Monthly Update - September 2025
The start of this very dry summer brought back vivid memories of the summer of 1976. We had just moved into a newly-built, dark brick house with no shade, and an oil fired Aga for cooking. We roasted day and night. That year promise was high, with autumn and spring crops well sown. For some farmers yields were good but here there was plenty of straw but not much grain and no grass. This year the autumn and spring were very wet, and then no rain, so seeds were planted in bad conditions and developed poor root systems. Some crops did thrive, like oil seed rape, but generally wheat yields are down 5%, with very good quality but hugely variable yield. Prices have hardly altered, so it is challenging times for farmers. For those with cattle and sheep it has been hard to keep food in front of them, with no grass, and the ground too dry for the usual sowings of turnips and kale for autumn feed. Supplies of straw are also very short and expensive.

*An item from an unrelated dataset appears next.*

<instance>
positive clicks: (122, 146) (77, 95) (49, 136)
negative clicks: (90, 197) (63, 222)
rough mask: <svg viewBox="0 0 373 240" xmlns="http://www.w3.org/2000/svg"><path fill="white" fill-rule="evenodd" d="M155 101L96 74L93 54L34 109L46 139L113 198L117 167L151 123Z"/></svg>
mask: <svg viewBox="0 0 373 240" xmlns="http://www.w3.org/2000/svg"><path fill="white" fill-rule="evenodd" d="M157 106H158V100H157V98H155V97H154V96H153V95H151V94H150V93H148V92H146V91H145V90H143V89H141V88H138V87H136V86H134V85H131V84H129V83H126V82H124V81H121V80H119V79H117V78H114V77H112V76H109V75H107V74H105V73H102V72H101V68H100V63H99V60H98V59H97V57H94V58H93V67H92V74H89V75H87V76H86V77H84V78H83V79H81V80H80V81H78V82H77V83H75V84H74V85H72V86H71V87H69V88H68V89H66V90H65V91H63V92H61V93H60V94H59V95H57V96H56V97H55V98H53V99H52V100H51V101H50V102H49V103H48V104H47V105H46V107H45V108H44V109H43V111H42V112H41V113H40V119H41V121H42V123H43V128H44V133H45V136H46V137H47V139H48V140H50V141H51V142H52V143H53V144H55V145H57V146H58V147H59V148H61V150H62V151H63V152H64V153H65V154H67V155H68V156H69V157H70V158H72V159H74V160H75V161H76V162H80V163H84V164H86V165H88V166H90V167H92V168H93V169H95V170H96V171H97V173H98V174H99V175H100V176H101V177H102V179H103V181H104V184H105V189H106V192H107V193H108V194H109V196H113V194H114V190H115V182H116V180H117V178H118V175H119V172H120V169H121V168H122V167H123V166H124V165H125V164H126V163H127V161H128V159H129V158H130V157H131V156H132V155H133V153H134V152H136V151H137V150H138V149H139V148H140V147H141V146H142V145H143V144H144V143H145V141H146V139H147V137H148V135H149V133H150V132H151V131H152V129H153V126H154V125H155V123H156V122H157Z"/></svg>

So, it is amazing that in spite of it all nationally the grain stores are full and we thank God for His provision. Of course there have also been masses of soft fruit, apples, pears and plums. The oak trees are laden with acorns.
But those of us growing vegetables have despaired. It seems to have been too hot for runner bean flowers to set or well-meaning cucumber plants to produce a cucumber. Even tomatoes have struggled with poor yields. And leeks; well they really want rain, don’t they?

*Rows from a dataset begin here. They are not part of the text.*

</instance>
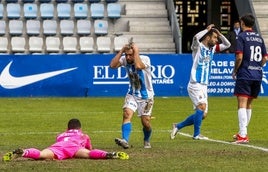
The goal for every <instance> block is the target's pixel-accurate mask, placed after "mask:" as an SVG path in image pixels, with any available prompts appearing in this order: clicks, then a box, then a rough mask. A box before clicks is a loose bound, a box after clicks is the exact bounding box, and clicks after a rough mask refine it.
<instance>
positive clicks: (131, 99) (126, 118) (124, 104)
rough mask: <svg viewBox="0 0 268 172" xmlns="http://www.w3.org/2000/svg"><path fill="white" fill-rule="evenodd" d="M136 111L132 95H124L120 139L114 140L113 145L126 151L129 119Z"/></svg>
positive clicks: (129, 130)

All is not lost though! I was encouraged when a child with her class was visiting the chickens and she asked me what I did. It always takes me a long time to answer questions but I did my best, without boasting. The child looked confused. The teacher standing by intervened, “He is like the caretaker, like Mr Roberts who brought us here in the minibus” she explained. So, it is a new sense of freedom and purpose that this autumn brings. Interestingly, I was cleaning the toilets a couple of days later when a young man came looking for a Thames Water meter. With our own bore hole and septic tanks I was able to send him on his way. As we parted, he said “I hope you have some glam this evening.” I said “It’s OK, I’ve met the King.” He replied “Humble man, humble cleaning toilets when you have met the King.”